Sept. 5 (Bloomberg) -- Bombardier Inc. agreed to sell its Flexjet aircraft flight-share unit to a U.S. buyer who will order business jets valued at a minimum of $1.8 billion from the Montreal-based maker of planes and trains.
Bombardier will sell the Dallas-based unit for $185 million to Flexjet LLC, a new company funded by a group led by Directional Aviation Capital, according to a statement today. The buyer placed a firm order for 85 Learjet and Challenger business aircraft, as well as options for 160 more jets that would push the total value to $5.2 billion, Bombardier said.
The Flexjet order is the third significant win for Bombardier in the past 15 months. In November, it reached a $7.8 billion deal with luxury air-charter service VistaJet Holding SA for 56 Global-series planes and options for 86 more. In June 2012, Bombardier agreed to sell as many as 275 of its Challenger aircraft to the NetJets unit of Warren Buffett’s Berkshire Hathaway Inc. for $7.3 billion.
The announcement is a “net positive for Bombardier,” Cameron Doerksen, an analyst at National Bank Financial in Montreal, said in a note to clients. “Demand for the smaller Learjet line of jets has been weak in recent years so this order may help boost the production rate for these models.”
Even after disposing of Flexjet, Bombardier will still generate revenue from the sale of business jets, he said. Instead of selling the jets to customers in fractional shares, the company will recognize revenue on the sale of the entire plane, said Doerksen, who rates the company’s shares outperform.
Bombardier’s widely traded Class B shares gained 5.5 percent to C$4.98 at the close in Toronto, their biggest single-day gain since May 9. The stock has risen 32 percent this year, as the S&P/Toronto Stock Exchange Composite Index advanced 3.3 percent.
The sale of Flexjet will probably close by the end of the year, Bombardier said.

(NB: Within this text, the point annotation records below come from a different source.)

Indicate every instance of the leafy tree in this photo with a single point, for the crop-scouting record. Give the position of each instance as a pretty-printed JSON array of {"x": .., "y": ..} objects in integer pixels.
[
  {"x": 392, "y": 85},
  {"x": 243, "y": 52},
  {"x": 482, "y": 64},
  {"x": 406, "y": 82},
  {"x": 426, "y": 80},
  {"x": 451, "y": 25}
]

The sale will require regulatory and government approvals, the company said.
Selling Flexjet “will allow Bombardier to focus on its core business areas,” Pierre Beaudoin, the planemaker’s chief executive officer, said in the statement. “I am confident that under its new ownership Flexjet will pursue its growth and diversification, continue to offer an outstanding experience to owners and customers and will expand its brand globally.”
Bombardier was the world’s biggest maker of business jets last year by revenue, according to the General Aviation Manufacturers Association. Bombardier shipped $5.8 billion of business jets last year, compared with $4.1 billion for General Dynamics Corp.’s Gulfstream unit.
Directional Aviation Capital, based in Richmond Heights, Ohio, is a private investment firm that focuses solely on private business aviation, according to its website.
“There is tremendous opportunity for a bespoke brand in the private travel market, and Flexjet with its enhanced fleet can fill that void,” Kenn Ricci, principal at Directional Aviation, said in a separate statement. “Flexjet will remain a leading Bombardier customer and manager of the world’s largest collection of the manufacturer’s business aircraft.”